The Dow Jones Industrial Average rose 401.37 points, or 1.03 percent, to 39,512.13, hitting a record high. The S&P 500 added 46.11 points, or 0.89 percent, to 5,224.62. The Nasdaq Composite Index increased 202.62 points, or 1.25 percent, to 16,369.41.
At the conclusion of their two-day meeting on Wednesday, central bankers opted to maintain the benchmark interest rate at a range of 5.25 percent to 5.5 percent. This decision was widely anticipated and keeps borrowing expenses at their highest level in about 23 years. Additionally, officials presented forecasts indicating three rate reductions expected to occur in 2024, aligning with their previous outlook from December.
"The Committee does not expect it will be appropriate to reduce the target range until it has gained greater confidence that inflation is moving sustainably toward 2 percent," the Fed said in a statement.

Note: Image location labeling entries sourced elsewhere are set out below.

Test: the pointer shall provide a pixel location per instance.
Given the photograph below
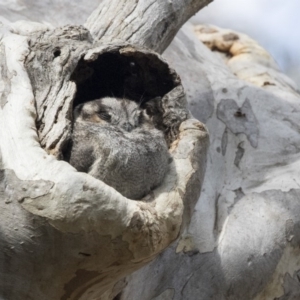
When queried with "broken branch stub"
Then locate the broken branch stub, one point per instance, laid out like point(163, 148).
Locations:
point(66, 69)
point(96, 235)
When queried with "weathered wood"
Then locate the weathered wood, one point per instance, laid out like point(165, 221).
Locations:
point(151, 24)
point(243, 241)
point(63, 226)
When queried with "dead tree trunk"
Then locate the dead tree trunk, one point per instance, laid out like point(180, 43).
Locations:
point(64, 234)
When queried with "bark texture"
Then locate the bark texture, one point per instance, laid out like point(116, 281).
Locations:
point(64, 234)
point(151, 24)
point(243, 241)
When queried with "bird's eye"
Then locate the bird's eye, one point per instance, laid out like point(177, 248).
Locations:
point(104, 116)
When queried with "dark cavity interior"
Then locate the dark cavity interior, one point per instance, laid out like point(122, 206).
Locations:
point(135, 76)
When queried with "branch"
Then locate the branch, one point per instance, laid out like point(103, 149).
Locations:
point(148, 23)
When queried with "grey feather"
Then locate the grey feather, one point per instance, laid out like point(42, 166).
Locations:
point(115, 141)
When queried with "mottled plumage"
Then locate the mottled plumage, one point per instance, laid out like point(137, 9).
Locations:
point(115, 141)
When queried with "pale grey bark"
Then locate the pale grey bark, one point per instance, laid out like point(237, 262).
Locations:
point(151, 24)
point(64, 234)
point(243, 241)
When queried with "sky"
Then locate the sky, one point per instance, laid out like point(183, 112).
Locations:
point(275, 24)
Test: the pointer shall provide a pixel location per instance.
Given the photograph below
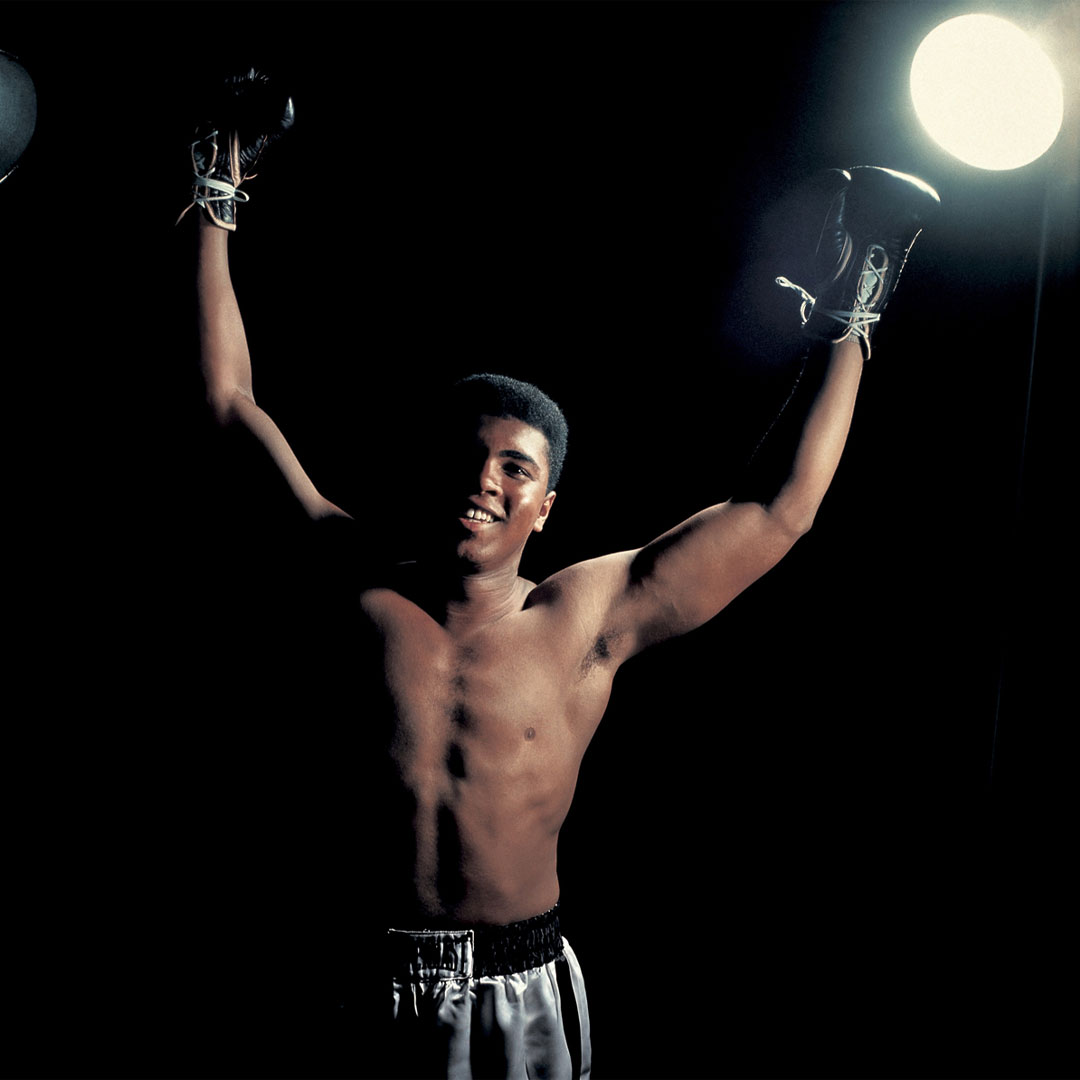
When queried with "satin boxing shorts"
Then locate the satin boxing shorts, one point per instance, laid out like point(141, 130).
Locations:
point(503, 1001)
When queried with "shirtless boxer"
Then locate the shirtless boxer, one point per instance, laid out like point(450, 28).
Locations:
point(487, 688)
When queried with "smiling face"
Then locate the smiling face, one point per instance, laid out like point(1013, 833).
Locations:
point(500, 490)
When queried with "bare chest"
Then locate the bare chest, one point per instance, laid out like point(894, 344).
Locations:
point(523, 682)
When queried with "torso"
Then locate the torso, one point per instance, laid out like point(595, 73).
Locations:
point(483, 731)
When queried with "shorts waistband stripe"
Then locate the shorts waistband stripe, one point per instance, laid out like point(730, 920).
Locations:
point(419, 955)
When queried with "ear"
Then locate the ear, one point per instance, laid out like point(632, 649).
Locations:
point(544, 511)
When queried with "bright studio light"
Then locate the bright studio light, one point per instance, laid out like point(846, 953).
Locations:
point(986, 92)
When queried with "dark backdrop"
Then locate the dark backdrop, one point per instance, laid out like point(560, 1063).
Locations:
point(826, 835)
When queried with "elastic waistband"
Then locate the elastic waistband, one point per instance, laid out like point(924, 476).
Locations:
point(427, 955)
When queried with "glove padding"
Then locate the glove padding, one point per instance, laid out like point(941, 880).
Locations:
point(250, 115)
point(873, 219)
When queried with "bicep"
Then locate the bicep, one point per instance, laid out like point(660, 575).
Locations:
point(687, 576)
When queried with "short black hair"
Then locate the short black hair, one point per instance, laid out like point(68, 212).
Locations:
point(502, 396)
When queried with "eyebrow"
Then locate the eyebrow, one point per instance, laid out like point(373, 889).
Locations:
point(517, 456)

Moreover, Powell reiterated on Wednesday that policymakers still intend to cut rates before the end of this year, assuming economic growth continues. "We believe that our policy rate is likely at its peak for this type of cycle, and that if the economy evolves broadly as expected, it will likely be appropriate to begin dialing back policy restraint at some point this year."

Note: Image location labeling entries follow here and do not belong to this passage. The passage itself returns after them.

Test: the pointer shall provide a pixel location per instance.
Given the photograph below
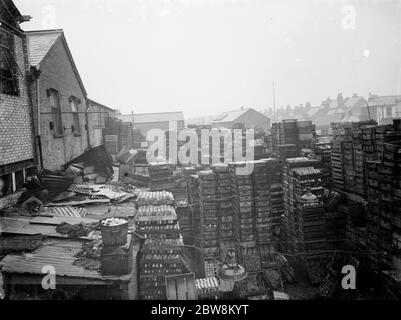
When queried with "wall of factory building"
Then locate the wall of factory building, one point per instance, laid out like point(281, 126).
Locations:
point(253, 119)
point(98, 119)
point(57, 73)
point(15, 118)
point(145, 127)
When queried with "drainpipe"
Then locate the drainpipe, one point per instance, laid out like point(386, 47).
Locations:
point(36, 74)
point(87, 121)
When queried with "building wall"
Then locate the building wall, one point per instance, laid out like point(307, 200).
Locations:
point(57, 73)
point(98, 120)
point(16, 139)
point(145, 127)
point(253, 119)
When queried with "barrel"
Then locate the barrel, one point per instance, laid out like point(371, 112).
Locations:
point(114, 235)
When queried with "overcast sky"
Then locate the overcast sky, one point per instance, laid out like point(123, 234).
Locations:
point(208, 56)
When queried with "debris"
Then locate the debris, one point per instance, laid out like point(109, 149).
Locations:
point(78, 203)
point(32, 205)
point(74, 231)
point(20, 243)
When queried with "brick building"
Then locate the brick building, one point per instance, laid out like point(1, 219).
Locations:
point(250, 118)
point(99, 118)
point(59, 99)
point(16, 138)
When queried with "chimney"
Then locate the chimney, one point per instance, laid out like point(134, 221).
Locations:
point(340, 100)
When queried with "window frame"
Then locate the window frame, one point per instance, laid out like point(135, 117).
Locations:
point(74, 102)
point(55, 106)
point(10, 72)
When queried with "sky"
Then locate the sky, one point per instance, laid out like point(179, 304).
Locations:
point(204, 57)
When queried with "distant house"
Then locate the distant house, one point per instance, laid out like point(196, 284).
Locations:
point(250, 118)
point(148, 121)
point(382, 109)
point(99, 118)
point(59, 99)
point(17, 153)
point(331, 110)
point(354, 104)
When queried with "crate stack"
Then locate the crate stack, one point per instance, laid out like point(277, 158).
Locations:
point(342, 132)
point(347, 161)
point(359, 163)
point(287, 151)
point(261, 191)
point(156, 262)
point(126, 136)
point(311, 214)
point(225, 210)
point(209, 208)
point(276, 138)
point(161, 255)
point(305, 135)
point(161, 176)
point(243, 204)
point(184, 213)
point(290, 220)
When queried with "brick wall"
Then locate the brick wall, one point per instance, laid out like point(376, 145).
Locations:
point(98, 120)
point(57, 73)
point(16, 142)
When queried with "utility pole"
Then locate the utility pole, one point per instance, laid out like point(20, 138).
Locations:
point(274, 102)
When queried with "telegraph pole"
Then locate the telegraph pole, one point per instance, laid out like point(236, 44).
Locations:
point(274, 102)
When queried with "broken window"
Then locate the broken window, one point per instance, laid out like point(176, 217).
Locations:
point(75, 115)
point(56, 111)
point(9, 70)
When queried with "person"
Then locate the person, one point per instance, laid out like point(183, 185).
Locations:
point(2, 184)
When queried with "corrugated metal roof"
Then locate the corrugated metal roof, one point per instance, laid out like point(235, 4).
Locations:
point(152, 117)
point(61, 254)
point(383, 100)
point(39, 44)
point(230, 116)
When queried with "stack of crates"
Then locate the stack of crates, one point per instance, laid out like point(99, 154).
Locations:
point(184, 213)
point(225, 203)
point(161, 176)
point(209, 208)
point(261, 191)
point(243, 204)
point(290, 221)
point(347, 160)
point(161, 254)
point(359, 163)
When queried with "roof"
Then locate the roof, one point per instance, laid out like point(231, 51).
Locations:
point(61, 254)
point(375, 101)
point(11, 8)
point(153, 117)
point(40, 45)
point(230, 116)
point(99, 104)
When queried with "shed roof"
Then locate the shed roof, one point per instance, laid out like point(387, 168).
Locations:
point(230, 116)
point(40, 45)
point(153, 117)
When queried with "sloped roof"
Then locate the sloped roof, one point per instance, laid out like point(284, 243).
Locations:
point(352, 101)
point(40, 45)
point(153, 117)
point(230, 116)
point(375, 101)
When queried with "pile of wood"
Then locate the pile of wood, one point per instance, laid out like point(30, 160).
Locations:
point(243, 203)
point(209, 208)
point(161, 176)
point(161, 254)
point(224, 196)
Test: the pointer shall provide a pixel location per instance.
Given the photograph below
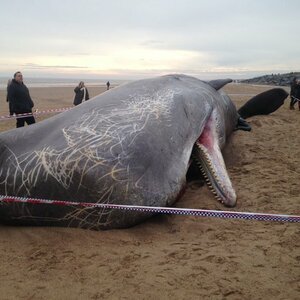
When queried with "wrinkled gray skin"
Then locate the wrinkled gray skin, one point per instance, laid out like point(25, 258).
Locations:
point(129, 145)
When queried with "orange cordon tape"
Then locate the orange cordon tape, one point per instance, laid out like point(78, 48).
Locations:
point(162, 210)
point(55, 110)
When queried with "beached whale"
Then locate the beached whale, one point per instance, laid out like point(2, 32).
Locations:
point(130, 145)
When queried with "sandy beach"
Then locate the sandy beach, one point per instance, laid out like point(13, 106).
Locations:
point(175, 257)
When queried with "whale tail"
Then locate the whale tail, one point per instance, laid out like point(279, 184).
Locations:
point(263, 103)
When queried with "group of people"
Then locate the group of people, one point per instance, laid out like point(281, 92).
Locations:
point(295, 93)
point(21, 104)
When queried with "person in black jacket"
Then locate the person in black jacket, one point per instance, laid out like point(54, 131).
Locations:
point(292, 92)
point(20, 101)
point(81, 93)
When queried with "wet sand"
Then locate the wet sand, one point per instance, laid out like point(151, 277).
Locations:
point(175, 257)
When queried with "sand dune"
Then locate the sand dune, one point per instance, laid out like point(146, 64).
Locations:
point(175, 257)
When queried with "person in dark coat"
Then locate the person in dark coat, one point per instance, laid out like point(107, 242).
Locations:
point(297, 93)
point(81, 94)
point(19, 100)
point(292, 92)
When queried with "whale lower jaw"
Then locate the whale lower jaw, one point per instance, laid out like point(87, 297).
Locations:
point(208, 156)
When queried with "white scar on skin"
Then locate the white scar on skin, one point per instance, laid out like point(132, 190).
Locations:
point(99, 140)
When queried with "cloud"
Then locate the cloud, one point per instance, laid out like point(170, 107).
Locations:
point(43, 67)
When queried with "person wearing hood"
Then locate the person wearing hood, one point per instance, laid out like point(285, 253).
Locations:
point(81, 93)
point(20, 101)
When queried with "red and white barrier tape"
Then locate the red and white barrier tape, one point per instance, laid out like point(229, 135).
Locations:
point(55, 110)
point(162, 210)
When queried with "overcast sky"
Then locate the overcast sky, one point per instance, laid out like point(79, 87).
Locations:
point(143, 38)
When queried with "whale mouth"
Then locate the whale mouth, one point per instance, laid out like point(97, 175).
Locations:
point(207, 155)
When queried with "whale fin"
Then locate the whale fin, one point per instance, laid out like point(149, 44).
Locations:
point(219, 83)
point(263, 103)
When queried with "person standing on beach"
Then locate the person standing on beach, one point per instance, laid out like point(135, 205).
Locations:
point(81, 93)
point(19, 100)
point(292, 93)
point(297, 94)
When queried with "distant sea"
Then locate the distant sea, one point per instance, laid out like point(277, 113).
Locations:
point(60, 82)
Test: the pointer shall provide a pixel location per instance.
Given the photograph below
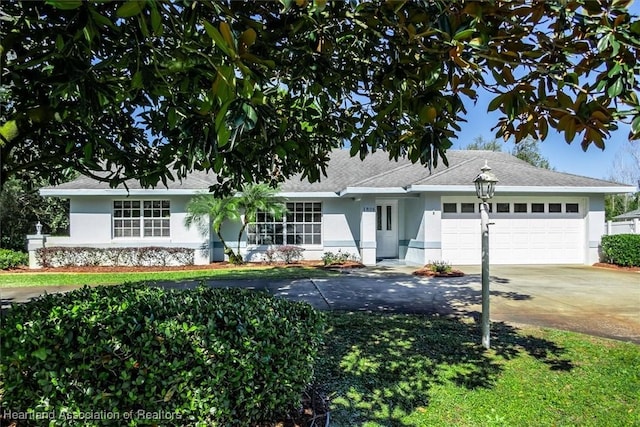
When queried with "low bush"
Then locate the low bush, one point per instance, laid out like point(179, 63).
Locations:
point(57, 256)
point(439, 266)
point(621, 249)
point(142, 355)
point(12, 259)
point(339, 257)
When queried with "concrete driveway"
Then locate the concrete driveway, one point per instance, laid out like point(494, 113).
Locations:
point(578, 298)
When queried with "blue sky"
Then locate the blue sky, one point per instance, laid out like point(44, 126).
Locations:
point(563, 157)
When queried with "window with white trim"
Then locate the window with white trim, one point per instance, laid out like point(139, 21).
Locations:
point(302, 225)
point(141, 218)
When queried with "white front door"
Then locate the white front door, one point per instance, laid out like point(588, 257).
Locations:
point(387, 229)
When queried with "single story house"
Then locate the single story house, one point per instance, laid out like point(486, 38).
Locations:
point(373, 209)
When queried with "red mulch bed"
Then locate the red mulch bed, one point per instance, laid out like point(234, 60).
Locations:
point(615, 267)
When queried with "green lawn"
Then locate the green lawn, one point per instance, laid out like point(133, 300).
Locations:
point(401, 370)
point(8, 280)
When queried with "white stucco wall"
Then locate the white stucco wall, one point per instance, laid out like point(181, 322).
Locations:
point(340, 232)
point(91, 225)
point(424, 216)
point(596, 228)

Before the meeting, certain investors were concerned that a series of recent high inflation reports might lead to even fewer interest rate cuts than what the markets were expecting, as major indicators of inflation, including the consumer price index and personal consumption expenditures, increased in both January and February.
According to Powell, this data supports the view that inflation is following a non-linear downward trend. "I think they haven't really changed the overall story, which is that of inflation moving down gradually on a sometimes bumpy road toward 2 percent," he said during a press conference on Wednesday afternoon.

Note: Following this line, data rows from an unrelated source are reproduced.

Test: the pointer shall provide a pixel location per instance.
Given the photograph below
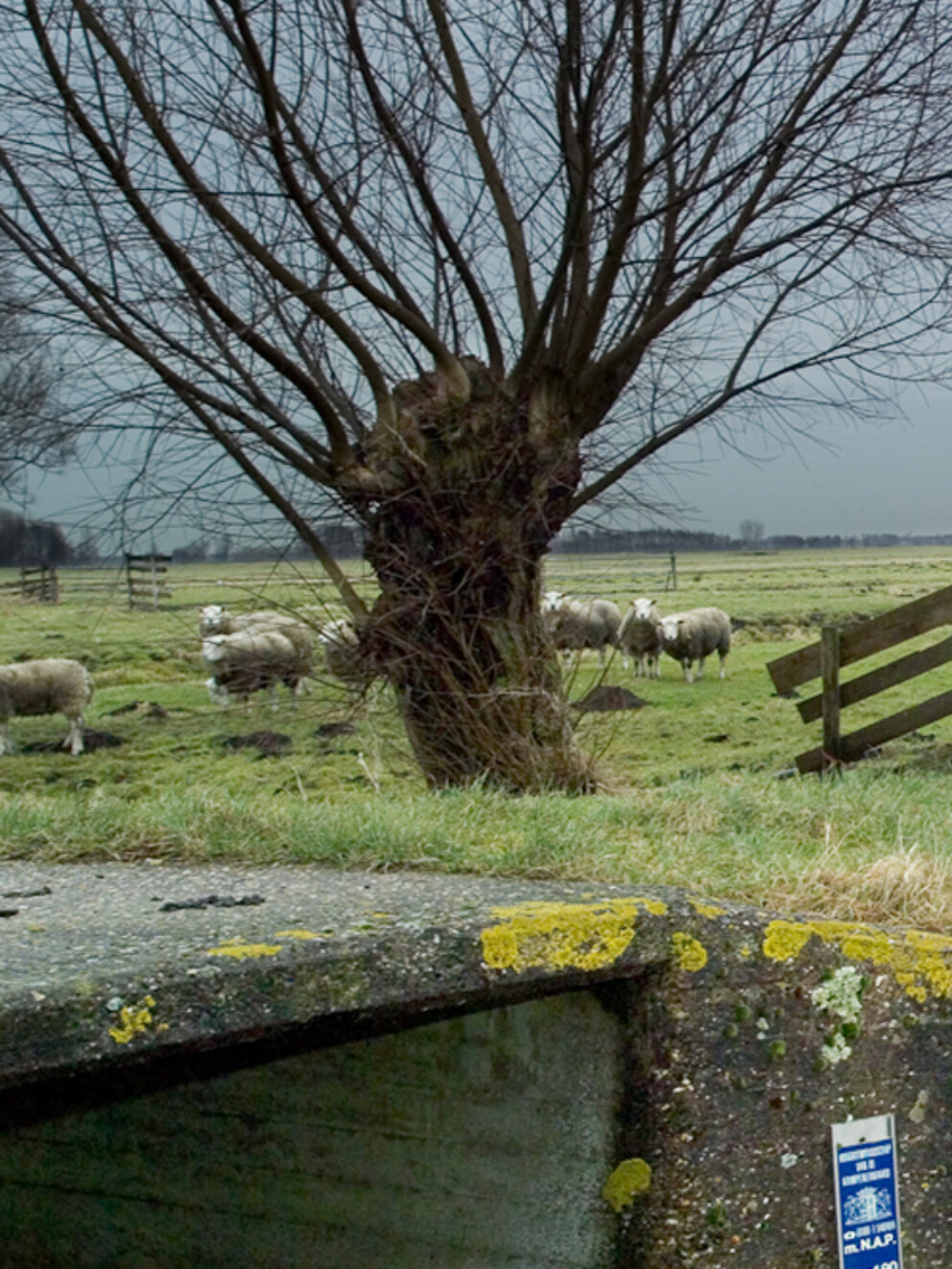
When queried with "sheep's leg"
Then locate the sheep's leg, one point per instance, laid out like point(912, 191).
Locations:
point(74, 736)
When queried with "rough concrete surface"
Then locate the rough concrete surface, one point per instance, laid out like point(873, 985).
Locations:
point(746, 1035)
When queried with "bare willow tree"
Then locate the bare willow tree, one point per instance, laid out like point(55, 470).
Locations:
point(423, 252)
point(36, 428)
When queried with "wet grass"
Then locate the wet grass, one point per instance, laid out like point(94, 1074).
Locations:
point(701, 792)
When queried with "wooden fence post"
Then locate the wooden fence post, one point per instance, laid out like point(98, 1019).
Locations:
point(829, 669)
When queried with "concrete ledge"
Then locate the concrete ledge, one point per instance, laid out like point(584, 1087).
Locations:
point(742, 1035)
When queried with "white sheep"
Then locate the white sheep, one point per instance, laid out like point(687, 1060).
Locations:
point(692, 635)
point(581, 623)
point(47, 685)
point(216, 619)
point(640, 635)
point(251, 660)
point(342, 653)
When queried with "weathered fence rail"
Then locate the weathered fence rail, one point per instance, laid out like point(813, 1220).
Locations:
point(146, 580)
point(838, 649)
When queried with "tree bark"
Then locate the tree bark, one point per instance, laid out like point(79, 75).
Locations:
point(475, 492)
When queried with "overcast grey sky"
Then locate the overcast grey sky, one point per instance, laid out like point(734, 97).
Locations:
point(880, 477)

"We're not going to overreact to these two months of data, nor are we going to ignore them," said Powell. He also pointed out that continued strength in the labor market wouldn't be a reason to hold off lowering interest rates.
Powell and the central bank are standing firm in response to persistent inflation, as noted by David Russell, TradeStation's global head of market strategy. Russell also mentioned that the ongoing expectation of three interest rate cuts this year is viewed positively.
"We had some inflation bumps this year but Jerome Powell's not blinking. Investors are relieved to see three cuts stay in the dot plot, supporting markets and risk appetite," Russell said. "The Fed might wake up with a hangover, but the punchbowl isn't going away yet."
"The immediate market reaction is the relief we were expecting. Investors were worrying the Fed was going to pull back from rate cuts this year, so keeping three rate cuts on the table naturally pushes stocks higher and bonds yields lower," said Bryce Doty, a portfolio manager at Sit Investment Associates.